Von der Redaktion Finanzen & Versicherung
Zuletzt aktualisiert: Juli 2026 · Lesezeit: 9 Minuten · Recherchezeitraum: April–Juni 2026
Datengrundlage: Angaben des PKV-Verbands, Analysen des Wissenschaftlichen Instituts der PKV (WIP), Anbieter-Eigenangaben der genannten Vergleichsportale, Stand Juni 2026
Worum es geht
Zum 1. Januar 2026 sind die Beiträge in der privaten Krankenversicherung für rund 60 Prozent der Vollversicherten gestiegen, im Durchschnitt um etwa 13 Prozent. Die private Pflegepflichtversicherung verteuerte sich für Nichtbeihilfeberechtigte sogar um rund 16 Prozent. Wer eine Anpassungsmitteilung erhalten hat, muss die Erhöhung jedoch nicht einfach hinnehmen. Dieser Beitrag zeigt sieben Strategien, mit denen Versicherte 2026 ihre PKV-Kosten senken oder zumindest stabilisieren können.
Kurz zusammengefasst
Die PKV-Beiträge sind zum 1. Januar 2026 laut PKV-Verband für rund 60 Prozent der Versicherten um durchschnittlich 13 Prozent gestiegen.
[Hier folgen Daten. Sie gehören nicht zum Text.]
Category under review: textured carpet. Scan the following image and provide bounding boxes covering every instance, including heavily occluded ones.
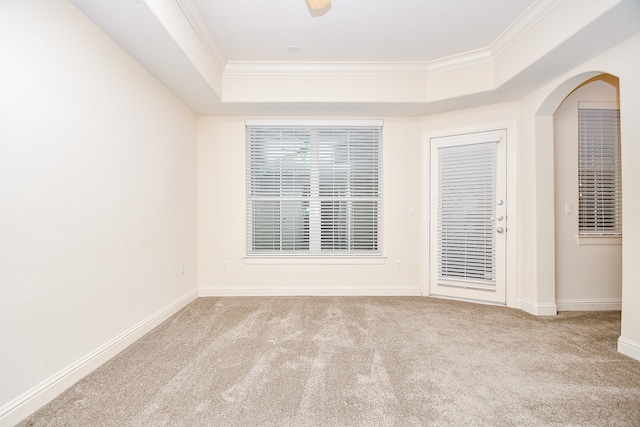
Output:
[19,297,640,426]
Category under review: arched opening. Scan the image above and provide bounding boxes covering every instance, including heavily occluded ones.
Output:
[553,74,622,311]
[528,71,621,315]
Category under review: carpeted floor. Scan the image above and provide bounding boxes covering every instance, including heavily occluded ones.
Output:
[19,297,640,426]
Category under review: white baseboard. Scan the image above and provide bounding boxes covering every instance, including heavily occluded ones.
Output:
[199,286,421,297]
[556,298,622,311]
[0,289,198,427]
[517,299,558,316]
[618,336,640,362]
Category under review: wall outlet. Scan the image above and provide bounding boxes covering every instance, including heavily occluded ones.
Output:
[395,260,402,270]
[221,260,229,270]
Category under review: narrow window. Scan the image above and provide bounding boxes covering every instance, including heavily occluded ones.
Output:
[246,121,382,256]
[578,104,622,235]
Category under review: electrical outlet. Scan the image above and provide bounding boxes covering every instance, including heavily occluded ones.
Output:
[221,260,229,270]
[395,260,402,270]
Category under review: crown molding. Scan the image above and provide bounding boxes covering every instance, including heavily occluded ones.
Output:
[223,49,492,77]
[490,0,563,58]
[175,0,227,71]
[426,48,493,73]
[224,61,430,76]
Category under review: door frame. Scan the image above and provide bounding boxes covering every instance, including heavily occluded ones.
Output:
[422,122,518,308]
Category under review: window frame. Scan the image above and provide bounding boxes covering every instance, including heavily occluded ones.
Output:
[245,120,384,259]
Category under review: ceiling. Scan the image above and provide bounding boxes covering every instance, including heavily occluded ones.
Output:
[69,0,640,115]
[192,0,536,62]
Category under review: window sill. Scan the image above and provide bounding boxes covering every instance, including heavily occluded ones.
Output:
[243,256,387,265]
[576,235,622,246]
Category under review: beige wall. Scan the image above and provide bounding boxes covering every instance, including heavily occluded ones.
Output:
[197,104,521,302]
[0,0,198,422]
[616,35,640,361]
[553,76,622,310]
[517,33,640,357]
[2,0,640,423]
[197,116,422,295]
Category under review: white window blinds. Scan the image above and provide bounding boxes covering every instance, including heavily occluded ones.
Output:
[437,141,497,284]
[578,106,622,235]
[246,122,382,256]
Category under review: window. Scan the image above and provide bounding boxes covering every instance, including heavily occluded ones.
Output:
[246,121,382,256]
[578,103,622,235]
[437,140,497,283]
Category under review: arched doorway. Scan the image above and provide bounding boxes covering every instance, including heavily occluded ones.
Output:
[553,74,622,311]
[528,71,617,315]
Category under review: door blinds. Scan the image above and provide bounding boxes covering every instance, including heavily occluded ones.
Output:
[578,107,622,235]
[437,141,497,285]
[246,123,382,256]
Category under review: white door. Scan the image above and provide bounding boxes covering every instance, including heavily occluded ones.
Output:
[429,130,507,304]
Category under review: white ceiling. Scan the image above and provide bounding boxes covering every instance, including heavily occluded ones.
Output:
[192,0,536,62]
[69,0,640,115]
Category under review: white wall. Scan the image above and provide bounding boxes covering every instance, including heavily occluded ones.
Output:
[197,116,422,295]
[0,0,198,423]
[553,76,622,310]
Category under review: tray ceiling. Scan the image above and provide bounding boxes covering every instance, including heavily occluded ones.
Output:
[68,0,640,115]
[192,0,536,62]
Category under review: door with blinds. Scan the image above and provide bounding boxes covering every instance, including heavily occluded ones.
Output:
[429,130,507,304]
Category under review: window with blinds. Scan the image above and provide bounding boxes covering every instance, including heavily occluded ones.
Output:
[578,105,621,235]
[246,121,382,256]
[437,141,497,284]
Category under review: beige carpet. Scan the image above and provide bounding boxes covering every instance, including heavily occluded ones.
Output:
[19,297,640,426]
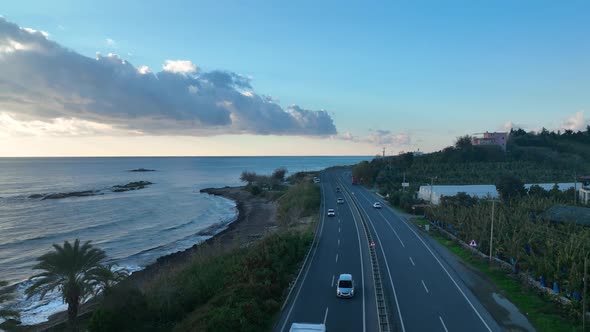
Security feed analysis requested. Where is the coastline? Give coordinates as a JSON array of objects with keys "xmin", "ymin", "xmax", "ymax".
[
  {"xmin": 33, "ymin": 185, "xmax": 278, "ymax": 331},
  {"xmin": 129, "ymin": 185, "xmax": 277, "ymax": 288}
]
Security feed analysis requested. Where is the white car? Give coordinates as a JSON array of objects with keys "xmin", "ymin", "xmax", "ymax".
[
  {"xmin": 373, "ymin": 202, "xmax": 382, "ymax": 209},
  {"xmin": 337, "ymin": 198, "xmax": 344, "ymax": 204},
  {"xmin": 327, "ymin": 209, "xmax": 335, "ymax": 216},
  {"xmin": 290, "ymin": 323, "xmax": 326, "ymax": 332},
  {"xmin": 336, "ymin": 273, "xmax": 355, "ymax": 298}
]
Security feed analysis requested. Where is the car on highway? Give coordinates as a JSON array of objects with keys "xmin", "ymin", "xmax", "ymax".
[
  {"xmin": 327, "ymin": 208, "xmax": 335, "ymax": 216},
  {"xmin": 337, "ymin": 198, "xmax": 344, "ymax": 204},
  {"xmin": 336, "ymin": 273, "xmax": 355, "ymax": 298},
  {"xmin": 373, "ymin": 202, "xmax": 382, "ymax": 209},
  {"xmin": 313, "ymin": 177, "xmax": 320, "ymax": 184},
  {"xmin": 289, "ymin": 323, "xmax": 326, "ymax": 332},
  {"xmin": 335, "ymin": 186, "xmax": 341, "ymax": 192}
]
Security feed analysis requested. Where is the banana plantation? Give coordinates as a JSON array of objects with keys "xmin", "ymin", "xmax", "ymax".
[{"xmin": 426, "ymin": 195, "xmax": 589, "ymax": 309}]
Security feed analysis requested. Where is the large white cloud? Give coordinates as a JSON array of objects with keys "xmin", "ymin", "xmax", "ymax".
[
  {"xmin": 560, "ymin": 111, "xmax": 586, "ymax": 131},
  {"xmin": 0, "ymin": 18, "xmax": 337, "ymax": 137}
]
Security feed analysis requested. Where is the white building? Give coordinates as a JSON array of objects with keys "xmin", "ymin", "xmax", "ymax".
[
  {"xmin": 418, "ymin": 185, "xmax": 498, "ymax": 205},
  {"xmin": 524, "ymin": 183, "xmax": 582, "ymax": 192}
]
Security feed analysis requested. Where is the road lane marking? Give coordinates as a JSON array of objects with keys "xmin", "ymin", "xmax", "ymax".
[
  {"xmin": 339, "ymin": 227, "xmax": 341, "ymax": 233},
  {"xmin": 421, "ymin": 280, "xmax": 429, "ymax": 294},
  {"xmin": 279, "ymin": 174, "xmax": 327, "ymax": 332},
  {"xmin": 439, "ymin": 316, "xmax": 449, "ymax": 332},
  {"xmin": 409, "ymin": 257, "xmax": 415, "ymax": 266},
  {"xmin": 338, "ymin": 179, "xmax": 367, "ymax": 332},
  {"xmin": 377, "ymin": 210, "xmax": 405, "ymax": 248},
  {"xmin": 338, "ymin": 239, "xmax": 340, "ymax": 246},
  {"xmin": 364, "ymin": 189, "xmax": 493, "ymax": 332},
  {"xmin": 335, "ymin": 253, "xmax": 339, "ymax": 263},
  {"xmin": 324, "ymin": 307, "xmax": 329, "ymax": 325},
  {"xmin": 356, "ymin": 202, "xmax": 406, "ymax": 332},
  {"xmin": 331, "ymin": 275, "xmax": 335, "ymax": 287}
]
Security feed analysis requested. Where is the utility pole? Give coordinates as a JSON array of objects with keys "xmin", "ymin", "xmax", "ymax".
[
  {"xmin": 575, "ymin": 170, "xmax": 578, "ymax": 206},
  {"xmin": 489, "ymin": 200, "xmax": 495, "ymax": 262},
  {"xmin": 574, "ymin": 170, "xmax": 578, "ymax": 206},
  {"xmin": 584, "ymin": 257, "xmax": 588, "ymax": 331},
  {"xmin": 429, "ymin": 176, "xmax": 436, "ymax": 204},
  {"xmin": 382, "ymin": 147, "xmax": 385, "ymax": 158}
]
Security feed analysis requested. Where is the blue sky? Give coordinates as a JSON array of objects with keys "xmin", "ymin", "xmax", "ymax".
[{"xmin": 0, "ymin": 1, "xmax": 589, "ymax": 156}]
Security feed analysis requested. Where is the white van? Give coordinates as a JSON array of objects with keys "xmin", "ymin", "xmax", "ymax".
[{"xmin": 290, "ymin": 323, "xmax": 326, "ymax": 332}]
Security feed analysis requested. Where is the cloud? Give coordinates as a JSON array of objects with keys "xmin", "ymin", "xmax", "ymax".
[
  {"xmin": 0, "ymin": 18, "xmax": 336, "ymax": 137},
  {"xmin": 163, "ymin": 60, "xmax": 198, "ymax": 74},
  {"xmin": 560, "ymin": 111, "xmax": 586, "ymax": 131},
  {"xmin": 500, "ymin": 121, "xmax": 525, "ymax": 131},
  {"xmin": 333, "ymin": 129, "xmax": 411, "ymax": 146},
  {"xmin": 105, "ymin": 38, "xmax": 116, "ymax": 47}
]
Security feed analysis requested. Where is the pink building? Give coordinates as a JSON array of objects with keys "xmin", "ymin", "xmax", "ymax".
[{"xmin": 471, "ymin": 132, "xmax": 508, "ymax": 150}]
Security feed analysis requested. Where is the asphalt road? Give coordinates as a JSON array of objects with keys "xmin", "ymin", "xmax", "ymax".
[
  {"xmin": 335, "ymin": 170, "xmax": 503, "ymax": 332},
  {"xmin": 275, "ymin": 170, "xmax": 379, "ymax": 332}
]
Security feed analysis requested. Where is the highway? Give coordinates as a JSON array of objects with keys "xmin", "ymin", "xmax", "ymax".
[
  {"xmin": 335, "ymin": 170, "xmax": 503, "ymax": 332},
  {"xmin": 275, "ymin": 170, "xmax": 379, "ymax": 332}
]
Die wirksamsten Gegenmaßnahmen sind der interne Tarifwechsel nach § 204 VVG (Einsparpotenzial üblicherweise 30 bis 50 Prozent), die Anpassung des Selbstbehalts und die Prüfung der Beitragsrückerstattung. Ein Anbieterwechsel ist über das Sonderkündigungsrecht möglich, sollte aber wegen des möglichen Verlusts von Alterungsrückstellungen gründlich über einen Tarifvergleich geprüft werden. Voreilige Kündigungen ohne Vergleichsrechnung sind der häufigste Fehler nach einer Beitragserhöhung.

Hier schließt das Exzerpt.